Whereas my colleague and I were free to connect at multiple levels—as teachers, English language scholars, and members of a society and culture—in his class, he has to unethically drag learners into a linguistic space where they can’t understand, engage in, or enjoy learning similarly. Students who are forced to only use a language they can’t speak well are like a drummer whose one hand is tied behind their back, to borrow an analogy from translangualism scholar Ofelia García. I imagine my pidgin-speaking students as having the second drum stick in their mouths. In that social context, translanguaging is not just a more natural and dynamic way to communicate but also a just way to engage and inspire, respect and support students as humans with a right to develop all their languages, especially their mother tongues.
When students’ primary language is tied behind their backs, they can’t understand content well, can’t fully express their ideas and emotions and experiences, and can’t make education meaningful in life and society. It is not enough to “allow” translingual communication: schools and colleges must deliberately embrace and promote it. Because students are afraid that they will receive lower marks if they don’t write in English, a policy of “tolerance” is not enough either. We must bring back the practice of bilingual exam questions, a practice the Israeli researcher Elana Sohamy found to have tremendous benefits for multilingual students.
English-only instruction is more ideological than educational, more illusory than useful, more riddled with side effects than it is beneficial. Any translanguaging that takes place in our schools today is distorted—done in hiding and shame, fear and guilt—and it stifles teaching and learning. With 123 languages spoken by nearly thirty million people and over forty percent of us being already bilingual, English can be used for adding, not diminishing, our society’s multilingual caliber. The emerging approach is upside down, indeed downright stupid. We are using one language to cannibalize the rest. It is time to call people out on this absurdity.
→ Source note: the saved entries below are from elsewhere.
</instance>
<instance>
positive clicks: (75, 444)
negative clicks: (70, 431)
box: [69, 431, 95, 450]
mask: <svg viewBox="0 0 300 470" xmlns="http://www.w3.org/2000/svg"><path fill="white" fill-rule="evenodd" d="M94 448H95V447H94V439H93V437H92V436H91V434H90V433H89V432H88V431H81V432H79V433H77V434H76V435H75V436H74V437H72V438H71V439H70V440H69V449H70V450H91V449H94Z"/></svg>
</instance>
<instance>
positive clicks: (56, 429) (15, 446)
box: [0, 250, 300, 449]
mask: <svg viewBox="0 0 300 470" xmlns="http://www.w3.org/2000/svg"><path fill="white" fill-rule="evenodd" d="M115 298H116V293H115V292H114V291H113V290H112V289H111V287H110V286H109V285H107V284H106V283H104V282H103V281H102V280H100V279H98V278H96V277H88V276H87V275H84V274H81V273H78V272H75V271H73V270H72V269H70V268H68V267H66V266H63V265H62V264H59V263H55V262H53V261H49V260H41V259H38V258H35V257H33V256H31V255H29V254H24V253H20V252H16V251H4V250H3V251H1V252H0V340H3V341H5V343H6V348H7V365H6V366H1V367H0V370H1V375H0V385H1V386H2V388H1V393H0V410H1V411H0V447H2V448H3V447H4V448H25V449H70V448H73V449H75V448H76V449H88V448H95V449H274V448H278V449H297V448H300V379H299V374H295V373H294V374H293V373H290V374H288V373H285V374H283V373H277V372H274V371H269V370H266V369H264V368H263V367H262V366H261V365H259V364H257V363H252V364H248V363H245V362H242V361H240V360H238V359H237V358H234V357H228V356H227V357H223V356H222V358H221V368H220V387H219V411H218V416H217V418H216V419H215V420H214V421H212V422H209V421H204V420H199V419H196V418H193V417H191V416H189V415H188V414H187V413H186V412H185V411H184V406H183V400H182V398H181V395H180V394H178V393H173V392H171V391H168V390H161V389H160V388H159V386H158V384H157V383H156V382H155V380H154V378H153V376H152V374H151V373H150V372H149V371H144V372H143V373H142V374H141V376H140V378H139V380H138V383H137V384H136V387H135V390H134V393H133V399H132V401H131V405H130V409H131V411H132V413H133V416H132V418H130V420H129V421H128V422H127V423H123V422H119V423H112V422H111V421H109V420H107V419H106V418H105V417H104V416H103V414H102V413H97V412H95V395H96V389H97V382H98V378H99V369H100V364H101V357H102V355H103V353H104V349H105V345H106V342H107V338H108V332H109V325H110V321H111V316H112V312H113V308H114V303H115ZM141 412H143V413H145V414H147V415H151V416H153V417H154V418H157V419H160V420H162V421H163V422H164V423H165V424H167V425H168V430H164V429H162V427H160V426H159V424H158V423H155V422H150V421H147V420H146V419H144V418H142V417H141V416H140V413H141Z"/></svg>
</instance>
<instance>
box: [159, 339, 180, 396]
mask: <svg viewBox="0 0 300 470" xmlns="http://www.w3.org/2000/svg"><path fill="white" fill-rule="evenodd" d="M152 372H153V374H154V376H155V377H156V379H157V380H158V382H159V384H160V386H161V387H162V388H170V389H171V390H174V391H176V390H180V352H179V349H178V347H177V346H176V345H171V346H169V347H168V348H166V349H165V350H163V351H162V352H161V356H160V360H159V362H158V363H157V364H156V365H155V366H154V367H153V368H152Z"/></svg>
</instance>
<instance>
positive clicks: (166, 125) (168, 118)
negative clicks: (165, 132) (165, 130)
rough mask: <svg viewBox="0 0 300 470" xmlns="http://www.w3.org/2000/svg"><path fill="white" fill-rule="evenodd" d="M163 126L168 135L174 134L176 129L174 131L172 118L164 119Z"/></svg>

The terrible effects of English-only education are all too clear. Reading and writing skills in Nepali, a “compulsory” subject, are down the tubes, and people can’t communicate with family members in home languages. Local scripts are replaced by poorly approximating Romanized keyboards. Few people speak English itself well.
Amazingly, it is not that the solution is expensive or difficult. Simply encouraging teachers and students to freely use and develop all their languages can begin to solve it. In fact, research shows that doing so will also help more people better realize their “English dreams”.